A particle is executing simple harmonic motion with time period $$2\,s$$ and amplitude $$1\,cm.$$ If $$D$$ and $$d$$ are the total distance and displacement covered by the particle in  $$12.5\,s,$$ then  $$\frac{D}{d}$$ is:

A particle executes SHM with time period $$T = 2$$ s and amplitude $$A = 1$$ cm. We need the ratio $$D/d$$ after 12.5 s, where $$D$$ = total distance and $$d$$ = displacement.

Since $$12.5 \text{ s} = 6 \times 2 + 0.5 = 6T + T/4$$, the particle completes 6 full periods and an additional $$T/4$$.

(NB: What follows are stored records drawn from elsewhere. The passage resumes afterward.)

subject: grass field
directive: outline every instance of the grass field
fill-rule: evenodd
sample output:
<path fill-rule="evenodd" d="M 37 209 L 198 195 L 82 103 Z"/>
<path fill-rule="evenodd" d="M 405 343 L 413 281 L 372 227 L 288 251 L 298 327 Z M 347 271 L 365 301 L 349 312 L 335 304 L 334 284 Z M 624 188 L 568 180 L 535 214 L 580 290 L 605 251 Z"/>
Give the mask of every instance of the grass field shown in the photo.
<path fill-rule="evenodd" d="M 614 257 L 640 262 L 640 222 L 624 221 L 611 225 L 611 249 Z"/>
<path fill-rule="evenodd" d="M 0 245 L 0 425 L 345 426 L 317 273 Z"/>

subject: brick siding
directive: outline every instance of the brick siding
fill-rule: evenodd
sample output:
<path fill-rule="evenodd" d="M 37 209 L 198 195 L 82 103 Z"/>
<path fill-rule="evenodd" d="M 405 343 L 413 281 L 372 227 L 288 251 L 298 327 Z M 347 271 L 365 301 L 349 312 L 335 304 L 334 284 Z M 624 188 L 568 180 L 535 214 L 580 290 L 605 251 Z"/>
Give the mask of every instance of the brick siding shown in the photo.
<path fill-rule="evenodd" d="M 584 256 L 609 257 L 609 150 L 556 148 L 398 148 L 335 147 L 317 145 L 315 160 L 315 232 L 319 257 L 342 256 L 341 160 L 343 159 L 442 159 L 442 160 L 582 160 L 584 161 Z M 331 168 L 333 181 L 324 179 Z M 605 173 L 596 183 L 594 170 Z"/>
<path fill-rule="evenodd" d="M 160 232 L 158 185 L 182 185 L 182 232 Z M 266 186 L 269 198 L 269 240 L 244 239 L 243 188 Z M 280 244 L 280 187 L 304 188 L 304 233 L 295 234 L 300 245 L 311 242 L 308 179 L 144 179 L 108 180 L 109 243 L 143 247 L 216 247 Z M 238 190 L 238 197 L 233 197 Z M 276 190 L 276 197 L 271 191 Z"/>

In each complete period the particle traverses a distance of $$4A$$, so in 6 complete periods the distance is $$6 \times 4A = 24A$$. In the additional $$T/4$$ the particle moves from the mean position to the extreme, covering a distance $$A$$. Therefore $$D = 24A + A = 25A = 25 \text{ cm}$$.

After 6 complete periods the displacement is zero, and during the additional $$T/4$$ the particle reaches the extreme, so $$d = A = 1 \text{ cm}$$.

Therefore $$\frac{D}{d} = \frac{25}{1} = 25$$, which corresponds to Option (4): 25.